President Joe Biden has done everything he can to foist gun control on the American public, whether anyone wanted it or not.
Time after time, he's issued calls for things like assault weapon bans and magazine restrictions, to say nothing of his countless executive orders seeking to restrict our right to keep and bear arms.
One of his early EOs was an effort to use taxpayer money to push for red flag laws in various states. He knew he couldn't get it through Congress, but he wanted to get as many state legislatures as possible to make it happen.
Mark Chesnut, writing at America's 1st Freedom, has some thoughts on the constitutionality of red flag laws, however.
As we’ve chronicled before, rather than infringing only on the citizenry’s Second Amendment rights with proposals, such as “universal” background checks or “assault-weapons” bans, so-called “red-flag” laws infringe upon Second Amendment rights and the Fourth Amendment’s right to due process under the law. Red-flag laws typically permit the government to seize a person’s firearms and to thereby, at least temporarily, take away a person’s Second Amendment rights. Due process, as in an actual court hearing, perhaps comes later, if at all.
The first time a person finds out that he or she is the subject of such an order might be when law enforcement shows up at their front door to confiscate their firearms. Even if the person later has an opportunity (this is often a very expensive option) to tell their side of the story at a court hearing, the damage to a citizen’s rights and reputation is done the moment the guns are removed.
At this point, Chesnut isn't saying anything we haven't written a few thousand times ourselves.
Red flag laws aren't just a Second Amendment issue, but a due process issue as well. People's rights are stripped from them without a judge ever having laid eyes on the individual and there's no opportunity for one to defend themselves from such an attack.

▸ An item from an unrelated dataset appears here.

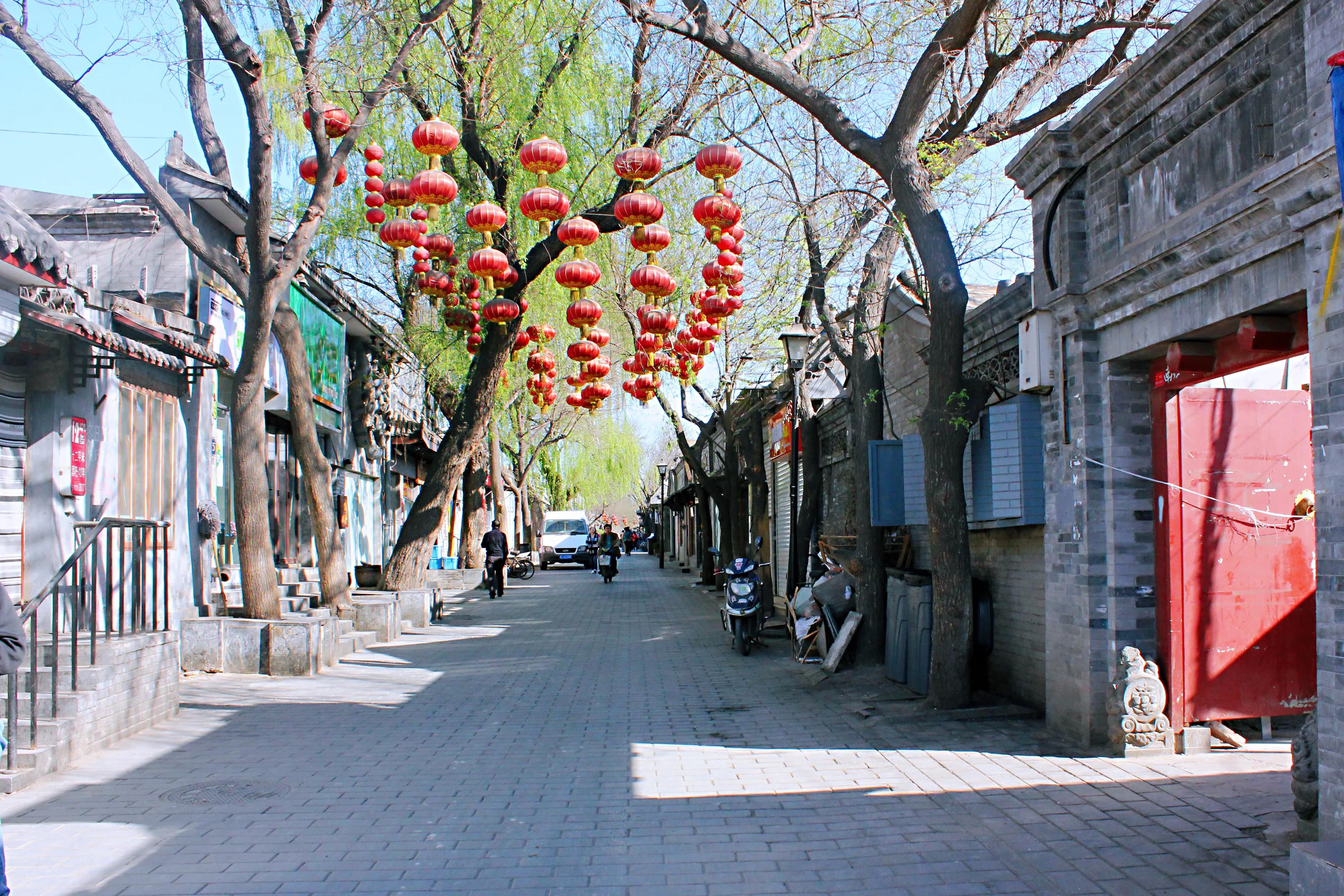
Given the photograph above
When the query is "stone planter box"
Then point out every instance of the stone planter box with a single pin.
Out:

Not until afterward, anyway, and by then, at least some of the damage is done.
But we also live in a post-Bruen landscape, and that's what drew my attention today.
As the NRA Institute for Legislative Action has noted in the past, aside from due-process concerns, the U.S. Supreme Court decision in the 2022 case New York State Rifle & Pistol Association v. Bruen strongly “suggests that ‘red-flag’ gun-confiscation orders are unconstitutional solely on Second Amendment grounds.”

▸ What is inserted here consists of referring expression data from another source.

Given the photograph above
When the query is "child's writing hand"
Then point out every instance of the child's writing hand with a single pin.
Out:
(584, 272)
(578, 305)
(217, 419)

Justice Clarence Thomas’ opinion declared that, in order for a firearm regulation to pass constitutional muster, it must fit within the text, history and tradition of the Second Amendment right. Specifically, the opinion noted that “[w]hen the Second Amendment’s plain text covers an individual’s conduct, the Constitution presumptively protects that conduct. The government must then justify its regulation by demonstrating that it is consistent with the Nation’s historical tradition of firearm regulation. Only then may a court conclude that the individual’s conduct falls outside the Second Amendment’s ‘unqualified’ command.”
That poses an obvious problem for the constitutionality of red-flag laws. Unfortunately for lawful American gun owners, the president hasn’t shied away from his gun-control schemes just because they might be unconstitutional.
No, he hasn't.
Yet Chesnut brings up a very good point about the odds of these laws surviving post-Bruen scrutiny.
Once, they might have made it on the grounds that the government's interest was sufficient to override the due process or Second Amendment concerns, but now that doesn't fly with gun cases. You have to show that there's some historical analog for disarming someone over a third party's suspicion that they might be dangerous.
I don't think you're going to find one.
What matters now is challenging the law under Second Amendment grounds so that the court has to consider the Bruen decision. Granted, depending on the court, they might just opt to ignore it entirely, but then it goes up the food chain and gets squashed there.
The truth of the matter is that the Constitution doesn't include any provision that rights can be stripped away from someone because they're scary, and that's really what red flag laws seek to do.
May their stay in this nation be brief.